Leveraging NVIDIA GPUs in OpenShift Virtualization for ML Model Training
Table of Contents
Virtually Containers - This article is part of a series.
Introduction #
Hello, tech enthusiasts! Nick Miethe here from MeatyBytes.io. In our previous post, we explored OpenShift Virtualization in detail. Today, we’re taking it a step further by discussing how to deploy virtual machines (VMs) in OpenShift Virtualization with NVIDIA GPUs enabled.

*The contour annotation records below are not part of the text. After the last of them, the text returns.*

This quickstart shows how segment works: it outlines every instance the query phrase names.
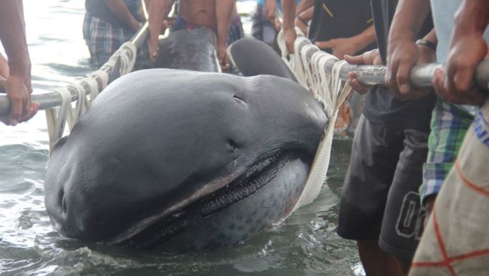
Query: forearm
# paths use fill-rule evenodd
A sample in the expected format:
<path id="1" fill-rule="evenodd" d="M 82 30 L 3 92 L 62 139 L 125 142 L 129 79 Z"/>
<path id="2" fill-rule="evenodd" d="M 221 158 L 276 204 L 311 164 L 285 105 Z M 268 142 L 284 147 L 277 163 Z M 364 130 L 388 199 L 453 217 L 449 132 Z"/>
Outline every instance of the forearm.
<path id="1" fill-rule="evenodd" d="M 0 40 L 8 58 L 10 74 L 30 79 L 22 1 L 0 1 Z"/>
<path id="2" fill-rule="evenodd" d="M 168 13 L 168 0 L 155 0 L 149 3 L 148 22 L 149 24 L 149 42 L 152 45 L 158 44 L 158 36 L 161 33 L 163 20 Z"/>
<path id="3" fill-rule="evenodd" d="M 312 19 L 312 15 L 314 15 L 314 7 L 309 7 L 308 9 L 299 13 L 299 15 L 298 16 L 299 17 L 300 17 L 300 19 L 304 20 L 305 21 L 309 21 L 309 20 Z M 375 36 L 375 33 L 374 33 L 374 36 Z M 375 39 L 374 36 L 374 39 Z"/>
<path id="4" fill-rule="evenodd" d="M 270 21 L 275 18 L 276 10 L 277 1 L 265 0 L 265 16 L 268 20 Z"/>
<path id="5" fill-rule="evenodd" d="M 414 42 L 430 10 L 429 0 L 400 0 L 389 31 L 389 43 L 397 39 Z"/>
<path id="6" fill-rule="evenodd" d="M 282 23 L 284 31 L 293 31 L 293 21 L 295 17 L 295 0 L 282 0 L 282 8 L 284 17 Z"/>
<path id="7" fill-rule="evenodd" d="M 454 33 L 481 36 L 489 24 L 487 0 L 464 1 L 455 17 Z"/>
<path id="8" fill-rule="evenodd" d="M 0 79 L 8 77 L 8 61 L 0 54 Z"/>
<path id="9" fill-rule="evenodd" d="M 234 5 L 235 5 L 234 0 L 216 0 L 218 45 L 226 45 L 228 42 L 229 25 Z"/>
<path id="10" fill-rule="evenodd" d="M 371 25 L 363 32 L 353 37 L 357 45 L 357 51 L 359 51 L 375 42 L 375 28 Z"/>
<path id="11" fill-rule="evenodd" d="M 138 29 L 139 22 L 131 14 L 129 10 L 127 9 L 124 0 L 105 0 L 105 3 L 110 11 L 118 20 L 123 22 L 131 30 L 136 31 Z"/>
<path id="12" fill-rule="evenodd" d="M 295 15 L 298 15 L 301 13 L 303 13 L 312 8 L 313 6 L 314 6 L 314 0 L 302 0 L 300 3 L 297 5 L 295 8 Z M 312 15 L 311 15 L 311 17 L 312 17 Z"/>

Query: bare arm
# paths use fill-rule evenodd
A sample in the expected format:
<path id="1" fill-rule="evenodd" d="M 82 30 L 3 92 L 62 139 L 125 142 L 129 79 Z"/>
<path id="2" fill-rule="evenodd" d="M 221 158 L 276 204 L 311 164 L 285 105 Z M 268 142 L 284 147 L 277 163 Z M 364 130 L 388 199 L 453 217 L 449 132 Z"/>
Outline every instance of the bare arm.
<path id="1" fill-rule="evenodd" d="M 8 61 L 0 54 L 0 79 L 2 78 L 5 79 L 7 77 L 8 77 Z"/>
<path id="2" fill-rule="evenodd" d="M 302 2 L 301 2 L 302 3 Z M 294 20 L 294 24 L 302 31 L 305 35 L 307 34 L 307 29 L 309 28 L 309 21 L 312 19 L 312 15 L 314 13 L 314 7 L 309 8 L 299 13 Z"/>
<path id="3" fill-rule="evenodd" d="M 277 1 L 265 0 L 265 17 L 267 20 L 273 23 L 275 20 L 275 11 L 277 10 Z"/>
<path id="4" fill-rule="evenodd" d="M 158 36 L 163 29 L 163 20 L 168 14 L 168 0 L 151 1 L 148 10 L 149 59 L 154 61 L 158 56 Z"/>
<path id="5" fill-rule="evenodd" d="M 305 21 L 309 21 L 312 19 L 312 15 L 314 14 L 314 7 L 309 7 L 307 10 L 299 13 L 297 16 L 303 19 Z"/>
<path id="6" fill-rule="evenodd" d="M 226 69 L 229 66 L 229 58 L 226 49 L 228 45 L 229 26 L 235 4 L 234 0 L 216 0 L 217 57 L 223 69 Z"/>
<path id="7" fill-rule="evenodd" d="M 124 0 L 105 0 L 105 3 L 114 15 L 131 30 L 136 31 L 139 29 L 139 22 L 127 9 Z"/>
<path id="8" fill-rule="evenodd" d="M 400 99 L 419 98 L 411 91 L 409 72 L 419 59 L 415 41 L 430 10 L 428 0 L 400 0 L 387 43 L 386 83 Z"/>
<path id="9" fill-rule="evenodd" d="M 31 60 L 22 1 L 0 1 L 0 40 L 8 58 L 10 75 L 5 91 L 11 105 L 10 115 L 0 121 L 15 125 L 32 118 L 38 107 L 31 104 Z"/>
<path id="10" fill-rule="evenodd" d="M 487 0 L 464 1 L 455 17 L 446 75 L 437 70 L 433 80 L 437 93 L 445 100 L 460 104 L 482 105 L 487 96 L 477 89 L 474 74 L 488 59 L 488 43 L 483 37 L 489 24 Z"/>
<path id="11" fill-rule="evenodd" d="M 314 0 L 302 0 L 300 3 L 297 5 L 295 8 L 295 15 L 300 15 L 301 13 L 305 12 L 314 6 Z M 312 15 L 311 15 L 311 17 L 312 17 Z"/>
<path id="12" fill-rule="evenodd" d="M 289 54 L 294 52 L 293 43 L 296 34 L 294 30 L 294 18 L 295 17 L 295 0 L 282 0 L 282 13 L 284 17 L 283 28 L 285 43 Z"/>

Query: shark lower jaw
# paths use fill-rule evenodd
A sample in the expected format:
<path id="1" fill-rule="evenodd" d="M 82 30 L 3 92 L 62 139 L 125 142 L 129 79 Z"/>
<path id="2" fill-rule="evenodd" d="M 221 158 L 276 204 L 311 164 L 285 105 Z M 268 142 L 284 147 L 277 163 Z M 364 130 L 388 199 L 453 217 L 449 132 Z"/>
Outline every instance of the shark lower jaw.
<path id="1" fill-rule="evenodd" d="M 212 194 L 162 217 L 117 244 L 131 248 L 154 248 L 190 224 L 205 220 L 230 205 L 258 192 L 280 174 L 285 166 L 298 158 L 304 159 L 304 155 L 295 151 L 280 151 L 259 162 L 247 173 Z"/>

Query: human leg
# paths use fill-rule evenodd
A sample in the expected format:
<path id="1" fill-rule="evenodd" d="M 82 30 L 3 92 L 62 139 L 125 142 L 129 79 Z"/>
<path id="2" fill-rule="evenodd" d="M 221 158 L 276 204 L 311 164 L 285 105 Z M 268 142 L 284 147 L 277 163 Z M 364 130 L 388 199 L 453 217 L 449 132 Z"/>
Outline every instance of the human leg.
<path id="1" fill-rule="evenodd" d="M 428 154 L 428 132 L 407 129 L 404 134 L 404 148 L 389 190 L 379 245 L 397 258 L 407 274 L 423 231 L 425 210 L 418 190 Z"/>
<path id="2" fill-rule="evenodd" d="M 358 241 L 358 253 L 369 275 L 400 270 L 395 259 L 380 250 L 378 240 L 388 194 L 403 148 L 403 135 L 400 129 L 373 124 L 362 116 L 353 139 L 342 191 L 337 232 L 342 238 Z"/>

This setup is particularly useful for machine learning (ML) model training, graphics display, and other GPU-intensive tasks. If you haven’t already, I recommend you check out our AI/ML and OpenAI on OCP series as well. So, let’s dive in!
Hardware Requirements #
To enable NVIDIA GPUs in OpenShift Virtualization, you’ll need the following hardware:
- A server with one or more NVIDIA GPUs installed. The specific GPU model will depend on your workload requirements.
- A CPU that supports virtualization. This is necessary for running VMs in OpenShift.
GPU Passthrough Technology #
The technology that allows GPU passthrough to KubeVirt VMs is the Kubernetes Device Plugin framework. This framework allows resources like GPUs to be managed and allocated to Pods and VMs in a Kubernetes cluster.
For NVIDIA GPUs, the NVIDIA Kubernetes Device Plugin is used. This plugin discovers the GPUs on each node in the cluster and advertises them to the Kubernetes scheduler. When a Pod or VM is scheduled to run on a node, the scheduler can allocate one or more GPUs to it.
Deploying VMs with NVIDIA GPUs #
Now, let’s look at how to deploy a VM with NVIDIA GPUs in OpenShift Virtualization.
Step 1: Install the NVIDIA GPU Operator #
The NVIDIA GPU Operator manages the GPU resources in your OpenShift cluster. To install it, you can use the OperatorHub in the OpenShift web console:
- Navigate to the OperatorHub and search for “NVIDIA GPU Operator”.
- Click on the NVIDIA GPU Operator and then click “Install”.
- Follow the prompts to complete the installation.
Step 2: Enable GPU Passthrough #
Next, you need to enable GPU passthrough for KubeVirt. This can be done by creating a KubeVirt
custom resource with the spec.configuration.developerConfiguration.featureGates
field set to GPU
:
apiVersion: kubevirt.io/v1
kind: KubeVirt
metadata:
name: kubevirt
namespace: kubevirt
spec:
configuration:
developerConfiguration:
featureGates:
- GPU
Step 3: Create a VM with a GPU #
Finally, you can create a VM with a GPU. In the VM’s YAML definition, you need to add a gpus
field under spec.domain.devices
and specify the number of GPUs and the GPU vendor:
apiVersion: kubevirt.io/v1
kind: VirtualMachine
metadata:
name: meatyvm
spec:
running: false
template:
metadata:
labels:
kubevirt.io/domain: meatyvm
spec:
domain:
devices:
disks:
- disk:
bus: virtio
name: containerdisk
gpus:
- deviceName: nvidia.com/GPU
name: gpu1
resources:
requests:
memory: 1G
volumes:
- name: containerdisk
containerDisk:
image: kubevirt/cirros-container-disk-demo
- name: gpu1
hostDisk:
path: "/dev/nvidia0"
type: Disk
This configuration will allocate one NVIDIA GPU to the VM.
Conclusion #
Leveraging NVIDIA GPUs in OpenShift Virtualization opens up a world of possibilities for GPU-intensive tasks like ML model training. By following the steps outlined in this post, you can set up your own GPU-enabled VMs in no time.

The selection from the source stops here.